Faculty of Natural Sciences and Mathematics, University of Maribor, Maribor, Slovenia.
Faculty of Electrical Engineering and Computer Science, University of Maribor, Maribor, Slovenia.
Front Public Health. 2023 Jul 6;11:1209809. doi: 10.3389/fpubh.2023.1209809. eCollection 2023.
Type 2 diabetes mellitus (T2DM) is a complex, chronic disease affecting multiple organs with varying symptoms and comorbidities. Profiling patients helps identify those with unfavorable disease progression, allowing for tailored therapy and addressing special needs. This study aims to uncover different T2DM profiles based on medication intake records and laboratory measurements, with a focus on how individuals with diabetes move through disease phases.
We use medical records from databases of the last 20 years from the Department of Endocrinology and Diabetology of the University Medical Center in Maribor. Using the standard ATC medication classification system, we created a patient-specific drug profile, created using advanced natural language processing methods combined with data mining and hierarchical clustering.
Our results show a well-structured profile distribution characterizing different age groups of individuals with diabetes. Interestingly, only two main profiles characterize the early 40-50 age group, and the same is true for the last 80+ age group. One of these profiles includes individuals with diabetes with very low use of various medications, while the other profile includes individuals with diabetes with much higher use. The number in both groups is reciprocal. Conversely, the middle-aged groups are characterized by several distinct profiles with a wide range of medications that are associated with the distinct concomitant complications of T2DM. It is intuitive that the number of profiles increases in the later age groups, but it is not obvious why it is reduced later in the 80+ age group. In this context, further studies are needed to evaluate the contributions of a range of factors, such as drug development, drug adoption, and the impact of mortality associated with all T2DM-related diseases, which characterize these middle-aged groups, particularly those aged 55-75.
Our approach aligns with existing studies and can be widely implemented without complex or expensive analyses. Treatment and drug use data are readily available in healthcare facilities worldwide, allowing for profiling insights into individuals with diabetes. Integrating data from other departments, such as cardiology and renal disease, may provide a more sophisticated understanding of T2DM patient profiles.
2 型糖尿病(T2DM)是一种影响多个器官的复杂慢性疾病,具有不同的症状和合并症。对患者进行分析有助于识别那些疾病进展不利的患者,从而提供针对性的治疗并满足特殊需求。本研究旨在根据药物摄入记录和实验室测量结果揭示不同的 T2DM 特征,重点关注糖尿病患者如何经历疾病阶段。

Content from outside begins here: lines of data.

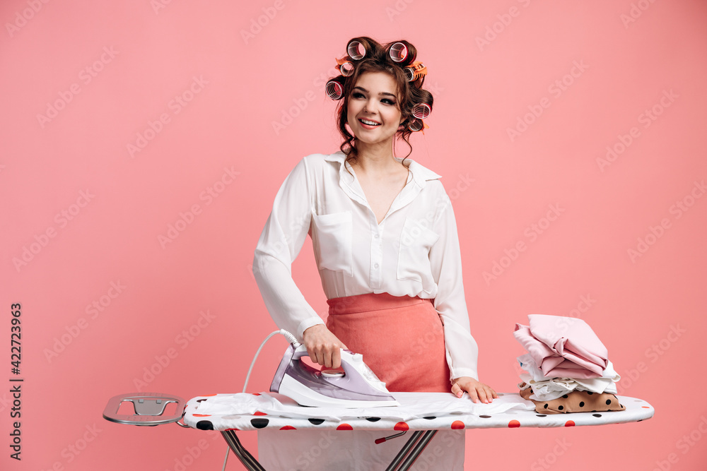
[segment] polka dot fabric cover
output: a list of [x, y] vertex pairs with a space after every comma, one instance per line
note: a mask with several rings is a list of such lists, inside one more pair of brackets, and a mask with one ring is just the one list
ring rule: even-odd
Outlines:
[[[406, 394], [396, 393], [395, 398], [406, 407]], [[509, 395], [506, 394], [506, 395]], [[518, 395], [516, 394], [515, 395]], [[198, 396], [191, 399], [185, 409], [184, 423], [190, 427], [201, 430], [298, 430], [320, 429], [327, 430], [448, 430], [462, 429], [490, 429], [515, 427], [573, 427], [582, 425], [603, 425], [631, 422], [640, 422], [653, 416], [653, 407], [641, 399], [618, 396], [624, 410], [616, 412], [577, 412], [574, 414], [546, 414], [533, 410], [510, 410], [498, 414], [471, 415], [465, 412], [450, 412], [430, 415], [407, 421], [376, 415], [376, 408], [370, 409], [366, 417], [347, 417], [343, 419], [325, 419], [310, 417], [285, 417], [256, 412], [243, 415], [210, 415], [199, 413], [200, 402], [208, 400], [209, 396]], [[450, 395], [452, 400], [455, 399]]]
[[626, 407], [619, 401], [617, 396], [607, 393], [573, 390], [561, 398], [547, 401], [530, 399], [532, 394], [532, 390], [530, 388], [520, 390], [521, 397], [532, 401], [535, 405], [536, 412], [541, 414], [618, 412], [626, 410]]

我们使用了过去 20 年来自马里博尔大学医学中心内分泌和糖尿病学系数据库中的医疗记录。我们使用标准的 ATC 药物分类系统,创建了一个基于先进自然语言处理方法与数据挖掘和层次聚类相结合的患者特定药物特征。
我们的结果显示,不同年龄组的糖尿病患者的特征分布结构良好。有趣的是,只有两个主要特征描述了 40-50 岁的早期年龄组,80 岁以上的年龄组也是如此。其中一个特征包括糖尿病患者使用各种药物的比例非常低,而另一个特征则包括糖尿病患者使用药物的比例较高。两组的人数是相互的。相反,中年组的特征是几个不同的特征,这些特征与 T2DM 的各种伴随并发症相关,使用的药物范围广泛。随着年龄的增长,特征的数量增加是直观的,但为什么在 80 岁以上的年龄组中减少则不明显。在这种情况下,需要进一步研究评估一系列因素的贡献,例如药物开发、药物采用以及与所有 T2DM 相关疾病相关的死亡率对这些中年组,特别是 55-75 岁的中年组的影响。
我们的方法与现有研究一致,可以广泛实施,而无需进行复杂或昂贵的分析。世界各地的医疗保健机构都可以获得治疗和药物使用数据,从而可以深入了解糖尿病患者的个人特征。整合来自其他部门(如心脏病学和肾脏疾病)的数据可能会提供对 T2DM 患者特征的更复杂的理解。